Port est un terme issu du latin portus qui désigne dans les Pyrénées un col de montagne[3],[4]. Siguer est à rattacher à la commune éponyme du département de l'Ariège qui donne également son nom à la vallée sur laquelle le col s'ouvre au nord.
Dans son Onomasticon Cataloniae, le linguiste Joan Coromines considère que le toponyme Siguer dérive de l'anthroponyme germanique Sighari construit sur les racines sigi et hari[5] signifiant respectivement « victoire » et « armée »[réf. nécessaire]. Des noms comme Seguer, Segario ou encore Segar, dont l'origine est identique, étaient d'ailleurs assez fréquemment retrouvés dans les anciens comtés de Besalú et d'Empúries, de sorte qu'il existe en Catalogne plusieurs toponymes de même construction[5].
Géographie

Le port de Siguer, matérialisé par un grand cairn, encadré par deux grands sommets bien individualisés, le pic du Port de Siguer et le pic de Thoumasset, domine l'étang Blaou, sur le versant français.
Il donne sur la haute vallée de Siguer côté français, et sur la vallée du riu de Rialb ou vallée d'El Serrat côté andorran.
Histoire
De tous temps, le port de Siguer a constitué un passage évident vers les pays hispaniques pour le commerce, la contrebande ou encore, pendant la Seconde Guerre mondiale, pour les réfugiés. Une pénible affaire criminelle coûta la vie à Jacques Grumbach le 26 novembre 1942.

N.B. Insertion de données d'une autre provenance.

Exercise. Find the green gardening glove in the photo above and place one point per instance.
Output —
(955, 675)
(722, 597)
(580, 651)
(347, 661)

Les habitants des trois communes de Gestiès, Lercoul et Siguer effectuaient leurs échanges avec les Andorrans par ce col. Mais c'est au port de Rat, dans la seconde moitié du XXe siècle, qu'ont existé des projets de construction et des débuts de réalisations d'une route carrossable entre la France et l'Andorre.